La DGTTC entend désormais sanctionner plus sévèrement les chauffeurs et transporteurs qui enfreignent les capacités légales de transport.

Les « bavettes fantaisistes » également ciblées.

Autre point visé par cette opération : les « bavettes fantaisistes », c’est-à-dire les marquages non réglementaires apposés sur les véhicules.
Il s’agit notamment de logos, surnoms, inscriptions ou identifiants installés de manière informelle sur certains gbakas et taxis.
Selon les autorités, ces modifications compliquent fortement l’identification des véhicules lors des contrôles administratifs ou des enquêtes liées aux infractions routières.
Des responsables du secteur estiment également que certains exploitants utilisent volontairement ces marquages pour contourner les systèmes de suivi ou masquer l’identité réelle des véhicules.

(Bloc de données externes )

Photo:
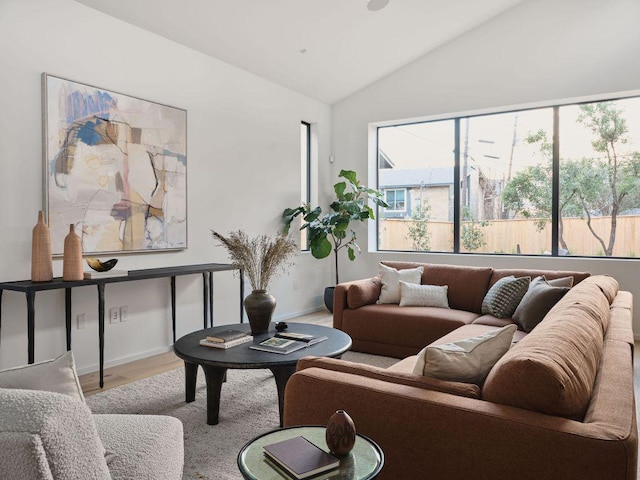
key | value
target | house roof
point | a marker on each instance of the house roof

Cette offensive s’inscrit dans les efforts plus larges engagés par les autorités ivoiriennes pour moderniser et encadrer davantage le secteur du transport urbain.
Depuis plusieurs années, l’État ivoirien tente de réduire les pratiques informelles qui dominent encore une partie du transport collectif à Abidjan.
Les autorités cherchent notamment à améliorer la sécurité routière ; professionnaliser les acteurs du secteur ; renforcer la traçabilité des véhicules ; et fluidifier la circulation dans une ville confrontée à une forte pression démographique.

Des opérations similaires avaient déjà été menées contre les stationnements anarchiques, les véhicules non conformes ou encore certaines pratiques illégales dans le transport urbain.

Les gbakas et taxis jouent un rôle essentiel dans les déplacements quotidiens de millions d’habitants d’Abidjan.
Cependant, le secteur reste largement marqué par l’informalité, les problèmes de discipline routière et des tensions régulières entre syndicats de transporteurs, autorités administratives et forces de l’ordre.
Pour plusieurs observateurs, la réussite de cette nouvelle opération dépendra surtout de la capacité des autorités à maintenir les contrôles dans la durée et à faire appliquer les sanctions annoncées.
Car malgré les nombreuses campagnes de régulation déjà engagées, plusieurs pratiques dénoncées par la DGTTC continuent encore de faire partie du quotidien des usagers du transport urbain ivoirien.